Bhutan’s prime source of income is hydropower. The mountains and rivers provide clean water for consumption and renewable energy. Their second source of income is tourism. That’s us, visitors. Visiting Bhutan’s rich source of culture and education. The third source is farming. The land is abundant and the climate agreeable.
You look around, everyone is happy. Medical care is free, education is free. The houses are well built, simply, with strings of chillies hanging off their rooftops and outside windows. As the local expression goes: ‘no chillies, no life’. The farmers look after their land, grow buckwheat and red rice, look after their yaks and honor their monks. Wherever we went, the people kept inviting us into their houses for tea. The monks insisted on sharing tea with us at the monastery. For us, that meant another opportunity to learn all about the life of a monk, their aspirations and the importance of auspiciousness in their culture.
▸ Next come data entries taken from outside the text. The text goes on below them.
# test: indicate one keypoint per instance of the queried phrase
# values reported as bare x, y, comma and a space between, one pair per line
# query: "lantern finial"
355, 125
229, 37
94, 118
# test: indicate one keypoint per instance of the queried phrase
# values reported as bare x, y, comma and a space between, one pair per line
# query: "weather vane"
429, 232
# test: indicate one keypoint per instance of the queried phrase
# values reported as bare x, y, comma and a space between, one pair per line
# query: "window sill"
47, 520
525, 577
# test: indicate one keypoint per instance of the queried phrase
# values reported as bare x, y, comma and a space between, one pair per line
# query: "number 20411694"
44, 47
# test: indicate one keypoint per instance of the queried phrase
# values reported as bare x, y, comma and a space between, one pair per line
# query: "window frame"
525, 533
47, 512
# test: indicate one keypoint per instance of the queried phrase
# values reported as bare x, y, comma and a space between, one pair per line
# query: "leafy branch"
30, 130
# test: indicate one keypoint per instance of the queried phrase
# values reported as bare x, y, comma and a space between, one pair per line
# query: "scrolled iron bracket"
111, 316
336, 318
Visiting Bhutan is an eye-opener. Life is not necessarily slow. It is just calm. And safe. Everyone lives together in harmony. Mobile phones are rife. The youngsters giggle and are glued to their phone, even when dressed in their fineries climbing up to Tiger’s Nest. Life is all about compassion for others (turning the prayer wheels) and celebrating important even on auspicious days (following in the wisdom of astrologers). Hanging flags throw compassion out to the world. Find a tree and hang your flags. They’d be blessed by the monks and best to hang them on an auspicious day!
Buddhism in Bhutan is all about Dharma, the shape of your mind. “You are the master of yourself” is the basis of all buddhist thinking and local thinking. What better achievement can be mastered than to become the owner of your own happiness. The monks would know about that, after the many years spent learning to meditate to reach the highest realm of Compassion. That is indeed the highest of human achievements.
Living in Bhutan is the harmony of Dharma and happiness, to be the master of your own mind in the pursuit of everyday happiness, for every person in the land, under the auspicious guidance of the king. The whole world is watching. In admiration. It is for each one of us to take a leaf out of their book and put it in ours.